La vendita del petrolio alle multinazionali generava fino al 2014 utili per 500 milioni di dollari: non male per l’economia di uno “stato nascente”! l’ISIS ha il controllo di buona parte dei giacimenti di gas e petrolio in territorio siriano. Ma all’origine non volevano i ribelli e combattenti siriani fare una guerra contro un dittatore per aprire le porte alla democrazia? In questo articolato e contorto scacchiere si mescolano odi antichi tra sunniti e sciiti, altra miscela altamente esplosiva.

A seconda dei paesi coinvolti nei conflitti o sensibili al terrorismo, i pretesti possono anche cambiare, per adattarsi alla politica e risorse locali. Non cambia però la crudeltà dei massacri verso gli innocenti, per lo più civili inermi.
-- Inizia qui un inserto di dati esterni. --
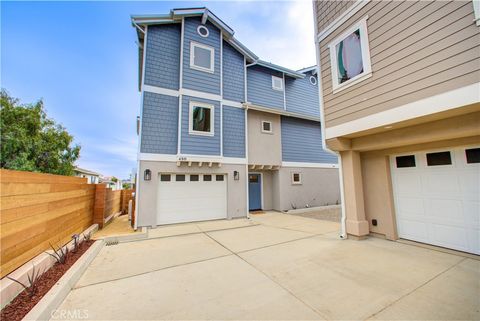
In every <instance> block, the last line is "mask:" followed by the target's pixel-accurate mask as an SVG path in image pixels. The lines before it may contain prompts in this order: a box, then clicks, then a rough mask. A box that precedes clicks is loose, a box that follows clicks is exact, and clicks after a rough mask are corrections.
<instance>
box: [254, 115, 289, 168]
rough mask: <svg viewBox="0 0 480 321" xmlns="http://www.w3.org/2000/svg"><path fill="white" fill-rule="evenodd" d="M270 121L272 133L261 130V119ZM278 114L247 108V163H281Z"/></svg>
mask: <svg viewBox="0 0 480 321" xmlns="http://www.w3.org/2000/svg"><path fill="white" fill-rule="evenodd" d="M263 120H265V121H270V122H272V129H273V133H271V134H267V133H263V132H262V121H263ZM280 126H281V125H280V115H275V114H271V113H263V112H260V111H256V110H248V163H249V164H257V165H277V166H278V165H281V163H282V142H281V128H280Z"/></svg>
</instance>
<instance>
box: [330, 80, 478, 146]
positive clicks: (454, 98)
mask: <svg viewBox="0 0 480 321" xmlns="http://www.w3.org/2000/svg"><path fill="white" fill-rule="evenodd" d="M478 102H480V83H475V84H472V85H469V86H465V87H461V88H458V89H454V90H451V91H448V92H445V93H441V94H438V95H435V96H431V97H428V98H424V99H421V100H417V101H414V102H412V103H408V104H405V105H403V106H399V107H396V108H393V109H390V110H386V111H383V112H380V113H376V114H373V115H369V116H366V117H362V118H359V119H355V120H352V121H349V122H346V123H343V124H340V125H337V126H333V127H330V128H327V129H326V130H325V133H326V139H330V138H334V137H340V136H344V135H348V134H352V133H356V132H360V131H364V130H368V129H372V128H376V127H382V126H386V125H389V124H394V123H398V122H401V121H405V120H409V119H412V118H416V117H422V116H426V115H430V114H434V113H439V112H442V111H447V110H450V109H454V108H458V107H461V106H465V105H470V104H474V103H478Z"/></svg>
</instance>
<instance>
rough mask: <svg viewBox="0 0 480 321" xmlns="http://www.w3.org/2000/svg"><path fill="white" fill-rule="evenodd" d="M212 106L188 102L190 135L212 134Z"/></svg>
mask: <svg viewBox="0 0 480 321" xmlns="http://www.w3.org/2000/svg"><path fill="white" fill-rule="evenodd" d="M213 113H214V106H213V105H210V104H204V103H198V102H193V101H191V102H190V115H189V133H190V134H192V135H205V136H213V135H214V130H213V127H214V115H213Z"/></svg>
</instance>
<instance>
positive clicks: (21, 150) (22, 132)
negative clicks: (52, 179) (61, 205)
mask: <svg viewBox="0 0 480 321" xmlns="http://www.w3.org/2000/svg"><path fill="white" fill-rule="evenodd" d="M0 113H1V115H0V126H1V127H0V130H1V153H0V167H1V168H7V169H15V170H23V171H33V172H43V173H51V174H59V175H73V169H74V163H75V161H76V160H77V159H78V157H79V156H80V146H78V145H72V143H73V136H71V135H70V134H69V133H68V132H67V131H66V129H65V128H64V127H63V126H61V125H60V124H57V123H55V121H54V120H53V119H49V118H47V114H46V112H45V109H44V106H43V101H42V100H39V101H37V102H36V103H34V104H20V101H19V100H18V99H17V98H14V97H11V96H10V95H9V94H8V92H7V91H6V90H5V89H2V90H1V107H0Z"/></svg>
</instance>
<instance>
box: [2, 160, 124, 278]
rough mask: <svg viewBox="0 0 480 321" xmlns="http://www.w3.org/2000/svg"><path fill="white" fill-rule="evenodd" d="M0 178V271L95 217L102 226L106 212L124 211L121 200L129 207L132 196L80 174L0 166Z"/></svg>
mask: <svg viewBox="0 0 480 321" xmlns="http://www.w3.org/2000/svg"><path fill="white" fill-rule="evenodd" d="M0 182H1V189H0V242H1V250H0V260H1V271H0V277H4V276H5V275H7V274H8V273H10V272H11V271H13V270H15V269H16V268H18V267H19V266H21V265H22V264H24V263H25V262H28V261H29V260H30V259H32V258H34V257H35V256H37V255H38V254H40V253H42V252H44V251H46V250H48V249H49V248H50V244H53V245H55V246H60V245H63V244H65V243H67V242H68V241H69V240H70V239H71V237H72V235H73V234H75V233H80V232H82V231H84V230H85V229H87V228H88V227H89V226H91V225H92V224H94V223H98V224H99V226H100V228H101V227H103V225H104V222H105V219H106V218H107V217H109V216H110V215H112V214H115V213H118V212H121V211H124V203H125V202H126V204H127V205H126V206H127V210H128V200H127V198H131V197H132V192H131V191H130V192H123V191H112V190H111V189H109V188H106V186H105V185H104V184H87V179H86V178H80V177H70V176H60V175H50V174H41V173H31V172H21V171H11V170H4V169H0ZM122 195H125V196H124V197H125V198H126V199H125V200H122ZM102 204H103V206H102ZM100 214H101V217H100V216H98V215H100ZM96 215H97V216H98V217H97V216H96Z"/></svg>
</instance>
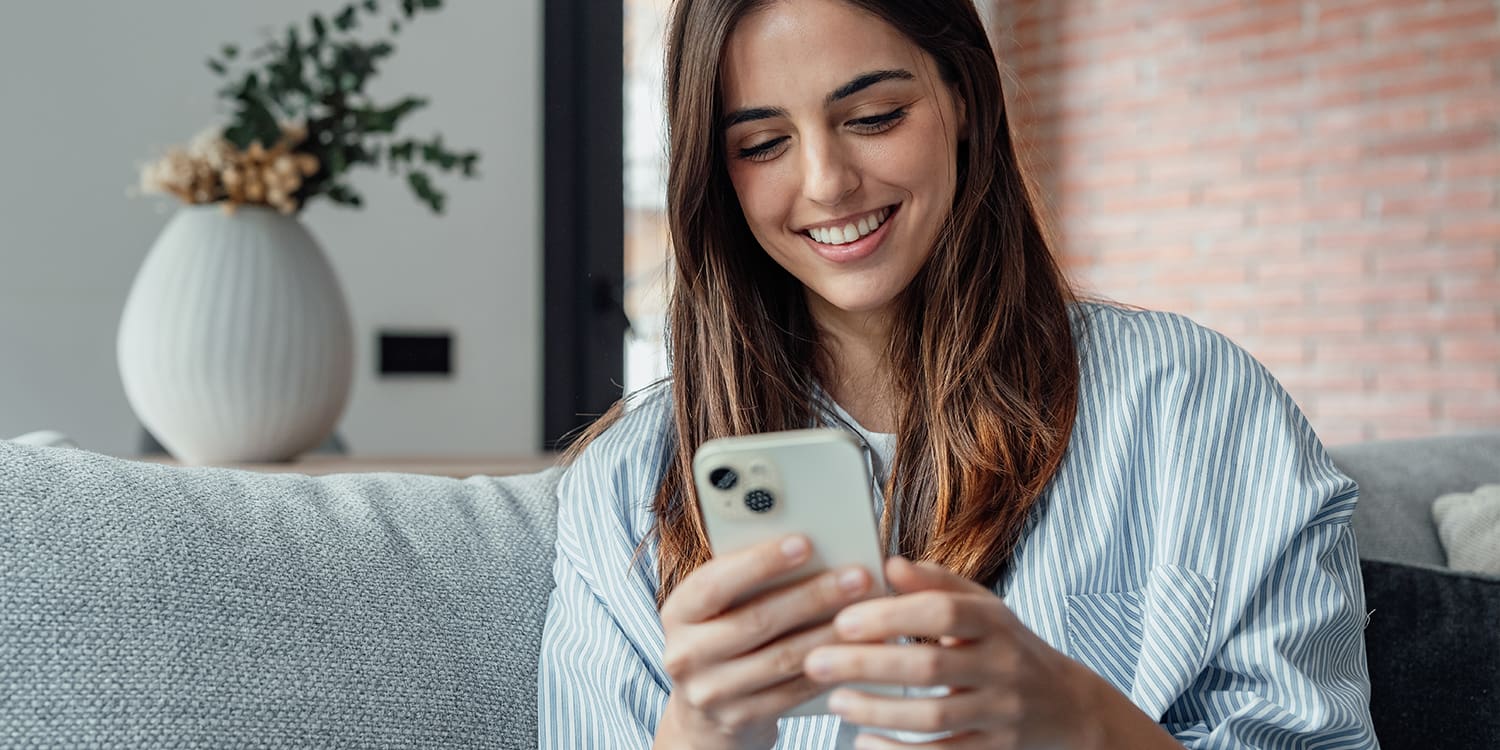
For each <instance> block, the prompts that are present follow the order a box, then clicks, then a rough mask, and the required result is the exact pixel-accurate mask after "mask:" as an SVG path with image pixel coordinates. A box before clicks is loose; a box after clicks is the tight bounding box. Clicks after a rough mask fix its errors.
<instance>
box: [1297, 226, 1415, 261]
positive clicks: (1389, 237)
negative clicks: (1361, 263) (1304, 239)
mask: <svg viewBox="0 0 1500 750" xmlns="http://www.w3.org/2000/svg"><path fill="white" fill-rule="evenodd" d="M1428 236H1430V229H1428V228H1427V223H1425V220H1421V223H1397V222H1383V223H1379V225H1367V226H1361V228H1323V229H1322V231H1320V233H1319V236H1317V239H1316V240H1314V243H1313V245H1314V248H1317V249H1319V251H1323V252H1353V251H1379V249H1385V251H1388V252H1397V249H1400V251H1401V252H1403V254H1404V255H1415V254H1416V252H1415V251H1418V249H1422V248H1427V246H1428Z"/></svg>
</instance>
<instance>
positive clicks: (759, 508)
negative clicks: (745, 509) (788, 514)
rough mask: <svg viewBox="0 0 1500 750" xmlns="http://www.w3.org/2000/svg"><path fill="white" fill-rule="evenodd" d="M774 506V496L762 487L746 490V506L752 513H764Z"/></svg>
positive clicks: (745, 500) (770, 509) (774, 502)
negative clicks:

Il Re giordano Abdallah, il 18 novembre 2015 durante una conferenza stampa a Pristina, in Kosovo, ha dichiarato che l’Isis ha ucciso 100.000 musulmani in 2 anni, e che è in corso una 'guerra all'interno dell'Islam'. Il sovrano non ha precisato la fonte di questi dati, ma ha sottolineato la necessità  per l'Occidente e l'Oriente di un’azione mondiale comune contro il terrorismo.

Il terrorismo non può più essere definito un semplice fenomeno, ma è una vera e propria realtà, un pericolo condiviso  e presente ovunque. Si tratta ormai di un mostro che si è ramificato nel corpo della storia contemporanea, una cellula impazzita che sembra non più controllabile. Proprio per questo le soluzioni dovrebbero essere collettive, profonde, internazionali. Daesh è una setta dai principi da medioevo che nulla hanno a che vedere con la democrazia o la repubblica, e tantomeno con i valori dell’uomo: nessun rispetto per la vita, per la civiltà e la storia dell’uomo. Ma come nasce Daesh? La cronaca di questi anni ci dice che Daech è il prodotto di scelte, calcoli, opportunismi e politiche internazionali miopi  (o secondo convenienza, a breve termine) e dell’Islam radicale, frutto di un malsano matrimonio tra i dollari e l’estremismo religioso. Daech e le altre decine di gruppi terroristici predicano e seminano odio,  senza eccezione di razza o cultura.

Il tristemente celebre G7, ha creato un mostro difficilmente dominabile. L’intento ufficiale era quello di rimodellare il Maghreb ed il Medio Oriente, in base ad una precisa strategia

economico-politica, in accordo con le monarchie del Golfo. Quindi al via con la guerra in Iraq e in Siria, lasciando per un attimo da parte il caos Libico, e a macchia, la destabilizzazione economica e sociale profondi di tutta l’area.  

La Siria e l’Iraq templi della civiltà arabo musulmana, hanno dato all’Islam gloria, fascino, cultura , pietra dopo pietra, secolo dopo secolo, generazione dopo generazione. Oggi sono devastate in “nome dell’Islam”… Un Islam sfigurato, sconosciuto in cui nessun vero musulmano si riconosce, privato dei suoi pilastri di tolleranza, amore e umanità.

Il «caos creativo», teoria comunicativa presente durante l’amministrazione Bush, ci da la sintesi della strategia  adottata dall’esterno rispetto all’Iraq e alla Siria. In effetti il caos è più che presente nel mondo arabo dove la creatività tocca il suo apice nella sua accezione più negativa. L’ex vice di Bush, Dick Cheney diede questa definizione del “caos creativo” affermando che: “Quando le minacce più gravi saranno state eliminate i popoli avranno la possibilità di promuovere i valori che possono portare a una pace duratura [...] gli estremisti saranno costretti a ripensare la strategia del jihad”. Ma la storia parla un’altra lingua.